Background technology
Fungal infection, the especially sickness rate of hypoimmunity patient opportunistic fungal infection constantly rise the treatment of fungal infection are faced with formidable challenges.Although there are some fungi-medicines to come out one after another, treatment has brought new favourable turn to fungal infection, and the report of simultaneously relevant Drug therapy drug resistance also increases gradually.Therefore need the new antifungal therapy method of development.
Posaconazole generally is used for intractable and invasive infections with fungi or other medicines drug resistance cause fungal infection.This kind infection generally occurs in the patient of immunity infringement, for example organ transplantation or carry out the patient of chemotherapy.Compare with itraconazole with the control drug fluconazol of anti-fungal infection, posaconazole more can effectively prevent the aggressive aspergillin infection and can reduce the relevant mortality rate of invasive infections with fungi.But posaconazole is expensive, and often follows some serious adverse reactions such as hyperbilirubinemia in the therapeutic process, and liver enzyme raises, the symptoms such as hepatocellular damage and nausea and vomiting.
Summary of the invention
The purpose of this invention is to provide a kind of antifungal medicine composition with synergistic function.
Antifungal medicine composition provided by the present invention is comprised of A and B; Wherein, described A is selected from following at least a: quinoxaline antibiotic and analog thereof, derivant, prodrug, metabolite and pharmaceutically active salt, described B is selected from following at least a: triazole class compounds and analog thereof, derivant, prodrug, metabolite and pharmaceutically active salt.
In some embodiments, described A is selected from following any one material: Quinomycin A. and analog thereof, derivant, prodrug, metabolite and pharmaceutically active salt.
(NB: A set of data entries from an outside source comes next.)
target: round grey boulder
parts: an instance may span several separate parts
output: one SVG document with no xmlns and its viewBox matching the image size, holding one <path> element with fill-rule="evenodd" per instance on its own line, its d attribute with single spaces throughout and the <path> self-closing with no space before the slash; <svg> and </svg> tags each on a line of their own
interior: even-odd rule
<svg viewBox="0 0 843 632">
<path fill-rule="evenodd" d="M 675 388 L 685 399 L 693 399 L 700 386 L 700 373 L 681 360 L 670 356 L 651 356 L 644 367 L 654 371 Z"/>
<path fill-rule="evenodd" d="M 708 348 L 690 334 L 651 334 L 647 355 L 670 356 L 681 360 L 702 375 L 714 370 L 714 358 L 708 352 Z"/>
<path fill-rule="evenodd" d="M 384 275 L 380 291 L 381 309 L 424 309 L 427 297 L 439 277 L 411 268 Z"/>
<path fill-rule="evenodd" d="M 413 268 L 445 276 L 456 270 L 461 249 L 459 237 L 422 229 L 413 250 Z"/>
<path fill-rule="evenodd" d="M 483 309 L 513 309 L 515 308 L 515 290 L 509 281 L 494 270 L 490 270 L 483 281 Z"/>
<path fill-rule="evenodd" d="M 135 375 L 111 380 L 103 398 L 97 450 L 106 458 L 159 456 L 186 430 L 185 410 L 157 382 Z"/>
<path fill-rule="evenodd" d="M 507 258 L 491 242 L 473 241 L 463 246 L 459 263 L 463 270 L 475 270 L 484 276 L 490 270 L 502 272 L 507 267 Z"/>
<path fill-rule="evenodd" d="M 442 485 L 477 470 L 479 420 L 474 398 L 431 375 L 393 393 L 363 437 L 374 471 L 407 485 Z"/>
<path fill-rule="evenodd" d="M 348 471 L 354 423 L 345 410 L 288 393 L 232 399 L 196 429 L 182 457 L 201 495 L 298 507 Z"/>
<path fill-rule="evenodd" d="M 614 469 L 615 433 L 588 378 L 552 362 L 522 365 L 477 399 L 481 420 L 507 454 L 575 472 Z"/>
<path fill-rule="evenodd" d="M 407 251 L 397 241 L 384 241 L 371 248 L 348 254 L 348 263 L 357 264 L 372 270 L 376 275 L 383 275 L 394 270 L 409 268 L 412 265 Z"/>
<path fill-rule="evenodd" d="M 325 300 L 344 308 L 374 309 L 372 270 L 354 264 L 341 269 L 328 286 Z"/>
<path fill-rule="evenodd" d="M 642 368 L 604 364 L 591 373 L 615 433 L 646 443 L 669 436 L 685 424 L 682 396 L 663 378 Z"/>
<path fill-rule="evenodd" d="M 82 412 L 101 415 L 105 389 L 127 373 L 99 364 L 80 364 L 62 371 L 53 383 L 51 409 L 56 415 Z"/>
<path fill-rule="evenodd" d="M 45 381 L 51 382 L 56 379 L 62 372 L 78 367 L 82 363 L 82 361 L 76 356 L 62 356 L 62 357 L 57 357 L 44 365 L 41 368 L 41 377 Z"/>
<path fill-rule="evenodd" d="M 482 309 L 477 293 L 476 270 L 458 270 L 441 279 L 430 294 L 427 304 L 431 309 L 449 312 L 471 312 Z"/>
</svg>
In some embodiments, described B is selected from following any one material: posaconazole and analog thereof, derivant, prodrug, metabolite and pharmaceutically active salt.
In the preferred embodiment, described A is Quinomycin A., and described B is posaconazole, and both mass ratioes are (12.5-1600): 1, and preferred mass is than being (200-1600): 1.
The antibiotic of quinoxaline described in the present invention and analog thereof, derivant, prodrug, metabolite and pharmaceutically active salt can obtain by microbial fermentation, chemical improvement, chemosynthesis or commercial sources.
Triazole class compounds described in the present invention and analog thereof, derivant, prodrug, metabolite and pharmaceutically active salt can obtain by chemosynthesis or commercial sources.
Another object of the present invention provides the application of above-mentioned antifungal medicine composition.
Application provided by the present invention is it for the preparation of the application in the medicine for the treatment of fungal infection.
In some embodiments, the fungus that infects can be selected from but be not limited to by aspergillosis, Fusarium spp., Candida albicans (being saccharomyces albicans).
The present invention also protects a kind of medicine that is used for the treatment of fungal infection.
The medicine that the present invention protects, its active component are antifungal medicine composition of the present invention.
Said medicine can import by the method for oral, external, injection, infiltration, absorption, physics or chemistry mediation body such as muscle, Intradermal, subcutaneous, vein or mucosal tissue; Or mixed by other material or wrap up after import body.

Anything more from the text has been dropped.